The level of "bad blood" between businessman Seán Quinn and Anglo Irish Bank is impossible to exaggerate, the High Court was told today.
Brian O'Moore SC, for the Quinns, said the extraordinary level of bitterness between the sides made it highly unlikely Mr Quinn would have taken any steps which could place himself, his only son and his nephew at risk of being jailed for contempt on the application of the bank, their "implacable adversary".
The bank was alleging some "dreadfully sophisticated masterplan" to place assets beyond its reach had been engaged in by the Quinns but the evidence showed there was no such masterplan, he argued. It was more like "firefighting".
Seán Quinn blamed both the current management of Anglo - now Irish Bank Resolution Corporation - and its former management, on foot of whose assurances he invested enormous sums of money in the bank, for the collapse in the Quinn family fortunes, counsel added.
Counsel was making closing submissions on behalf of the Quinns in the hearing of the application by IBRC alleging Seán Quinn snr, his son Seán and nephew Peter Darragh Quinn breached court orders restraining them from taking steps to put assets beyond the reach of the bank.
The bank is seeking orders for attachment and, if necessary, committal to prison of the three for the alleged contempt.
The court orders were made in June and July 2011 in proceedings where the bank sought to prevent assets in the Quinn international property group, valued at up to €500 million, being put beyond its reach.
The three respondents have said the family did take steps to prevent the bank moving against various assets but deny any such steps were taken after the court orders were made. All three deny contempt.
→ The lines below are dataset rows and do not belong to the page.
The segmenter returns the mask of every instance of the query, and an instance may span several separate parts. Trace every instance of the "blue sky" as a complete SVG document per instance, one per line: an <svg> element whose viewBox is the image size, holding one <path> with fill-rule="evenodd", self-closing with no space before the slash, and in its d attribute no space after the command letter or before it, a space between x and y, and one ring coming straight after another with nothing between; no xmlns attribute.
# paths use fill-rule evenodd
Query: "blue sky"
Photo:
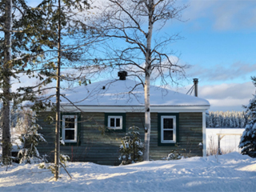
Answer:
<svg viewBox="0 0 256 192"><path fill-rule="evenodd" d="M178 2L190 4L182 13L186 22L172 21L162 29L184 38L170 48L191 66L178 90L186 93L198 78L198 96L210 101L210 110L242 110L255 92L250 76L256 75L256 1Z"/></svg>
<svg viewBox="0 0 256 192"><path fill-rule="evenodd" d="M186 92L193 78L199 78L199 97L211 110L242 110L255 88L256 1L190 0L183 11L186 22L173 22L165 30L180 32L184 40L173 45L186 70Z"/></svg>

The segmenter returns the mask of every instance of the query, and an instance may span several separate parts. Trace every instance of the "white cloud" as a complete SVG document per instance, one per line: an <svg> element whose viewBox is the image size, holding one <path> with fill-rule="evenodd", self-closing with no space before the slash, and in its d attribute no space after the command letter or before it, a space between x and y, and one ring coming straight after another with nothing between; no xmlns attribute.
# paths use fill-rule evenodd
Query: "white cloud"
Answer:
<svg viewBox="0 0 256 192"><path fill-rule="evenodd" d="M194 66L186 70L186 74L188 77L199 78L204 82L223 82L250 76L254 71L256 71L255 64L234 62L231 65L214 65L210 67Z"/></svg>
<svg viewBox="0 0 256 192"><path fill-rule="evenodd" d="M240 30L255 27L256 14L254 1L250 0L189 0L190 6L184 10L185 19L203 18L211 21L218 30ZM198 22L194 22L198 27ZM200 22L205 26L206 22Z"/></svg>
<svg viewBox="0 0 256 192"><path fill-rule="evenodd" d="M251 82L244 83L222 83L198 87L198 96L207 99L211 110L242 110L255 93Z"/></svg>

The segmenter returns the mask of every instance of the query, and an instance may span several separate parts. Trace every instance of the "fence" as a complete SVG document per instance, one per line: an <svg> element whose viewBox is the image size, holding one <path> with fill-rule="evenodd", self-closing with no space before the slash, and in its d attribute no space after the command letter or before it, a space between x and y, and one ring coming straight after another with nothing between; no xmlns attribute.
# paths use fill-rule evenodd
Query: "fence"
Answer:
<svg viewBox="0 0 256 192"><path fill-rule="evenodd" d="M244 128L206 128L207 155L216 154L218 146L222 154L241 152L238 148Z"/></svg>

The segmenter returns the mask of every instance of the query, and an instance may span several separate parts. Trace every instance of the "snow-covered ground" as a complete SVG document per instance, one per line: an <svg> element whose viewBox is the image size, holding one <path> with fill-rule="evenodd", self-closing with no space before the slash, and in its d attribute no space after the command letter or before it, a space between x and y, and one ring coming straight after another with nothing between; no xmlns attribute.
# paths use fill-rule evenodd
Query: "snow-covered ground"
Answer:
<svg viewBox="0 0 256 192"><path fill-rule="evenodd" d="M69 162L58 182L38 165L0 168L0 191L255 191L256 159L238 152L108 166Z"/></svg>
<svg viewBox="0 0 256 192"><path fill-rule="evenodd" d="M206 149L207 154L210 154L212 147L218 148L218 134L222 136L225 135L220 142L221 149L223 153L229 153L232 151L241 152L238 148L240 137L244 128L206 128Z"/></svg>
The bank rejects the claim no steps were taken after the orders and has alleged there was back-dating of documents in an effort to support the claims of no breach. It claims the evidence showed there was a plan authorised by Sean Quinn snr to put assets beyond the reach of the bank, the plan was developed by his nephew Peter and his son was aware of the plan.
The evidence also showed steps in furtherance of that plan were carried out after the court orders, it contends.
Explanations provided by the Quinns for the transfer of valuable assets in Russia and Ukraine for no consideration, or for nominal consideration, to apparently unconnected entities, including an unemployed Ukranian, were "incredible", it claims
In separate proceedings, the family claim they are not liable for loans of some €2.34 billion made by Anglo to Quinn companies because those loans were unlawfully made to prop up the bank's share price.
In the contempt case, the bank claims Seán Quinn snr and Peter Quinn were involved in the alleged assignment of about US$130 million worth of loans to a Belize entity for nominal consideration on or after July 20th, 2011 and in back-dating those loans to April 2011.
It is also alleged the two were involved in a fraudulent assignment on or after July 6th, 2011 of a €45.2m debt to a Northern Ireland company, Innishmore, controlled by Peter Darragh Quinn, with a view to taking control of a Ukranian property asset worth about US$78m.
All three respondents are alleged to have been involved in late August 2011 in a process leading to a US$500,000 payment being made out of the accounts of Quinn Properties Ukraine to its general director, Ms Janis Puga. That money remains frozen.